Zwei attendit d'être sûre que l'hurluberlu ne redirigerait plus son regard dans sa direction: récupérant le petit carnet sous ses pieds, elle le feuilleta rapidement. Elle ne put s'empêcher de ricaner. Voilà ce qu'on pouvait appeler du commérage de haut niveau. Des informations sur tous les clients, mais pas que. De petites notes pointues sur tout à tas d'autres individus, de sa vieille tante Erla à son voisin cocu. Sortant de sa poche une boule de cristal high-tech, elle scanna l'intégralité du petit livre en l'espace d'une seconde, puis rangea sans attendre son précieux gadget. Ha. Ce qu'elle aimait ces petites sucreries gratuites que lui offrait la vie. Elle replaça le carnet par terre.
La serveuse lui servit son thé avec une bonne humeur impeccable: puis elle paniqua une seconde en voyant sa fâcheuse possession sur le sol. Affectant que sa gêne n'était dû qu'à celle de sa maladresse, elle le récupéra promptement, ignorant que son contenu avait été intégralement copié. Elle adressa quelques mots auxquels Zwei ne prêta qu'une vague attention, juste assez pour répondre de manière adaptée: saisissant la tasse du bout de ses doigts blancs, elle savoura longtemps les volutes aromatisés avant d'y plonger les lèvres, les yeux fermés sur le plaisir des sens.

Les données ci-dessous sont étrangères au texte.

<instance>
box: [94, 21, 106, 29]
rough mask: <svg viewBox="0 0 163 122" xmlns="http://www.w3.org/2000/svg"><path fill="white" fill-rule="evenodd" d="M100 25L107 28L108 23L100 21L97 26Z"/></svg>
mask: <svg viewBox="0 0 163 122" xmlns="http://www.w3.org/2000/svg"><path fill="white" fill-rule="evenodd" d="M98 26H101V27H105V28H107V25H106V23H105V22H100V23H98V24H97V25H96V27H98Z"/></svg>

Son esprit flottant, elle songea à Aelys, sa tasse brisée, puis, de fil en aiguille, en vint à regretter de ne pas être arrivée plus tôt: le thé était toujours plus savoureux, partagé en bonne compagnie.
Une alerte de sa boule de cristal la sortit de sa transe olfactive. Hm. Les envies de meurtre. Piochant l'objet de sa contrariété dans la poche de sa longue veste noire, elle y jeta un oeil suffisant et irrité: puis sourit. Soit. Il était temps d'y aller. Elle satura sa gorge de thé brûlant, s'amusant de la certaine satisfaction qu'il y avait à dévorer plutôt que déguster; enfin, elle reposa la tasse vide dans sa coupelle.
Se levant, elle se dirigea au comptoir, et lança à un patron occupé à compter des crédits:
-J'ai entendu dire que vous faisiez dans les paiements automatisés, pour vos habitués? Ça m'intéresse; je compte revenir ici souvent.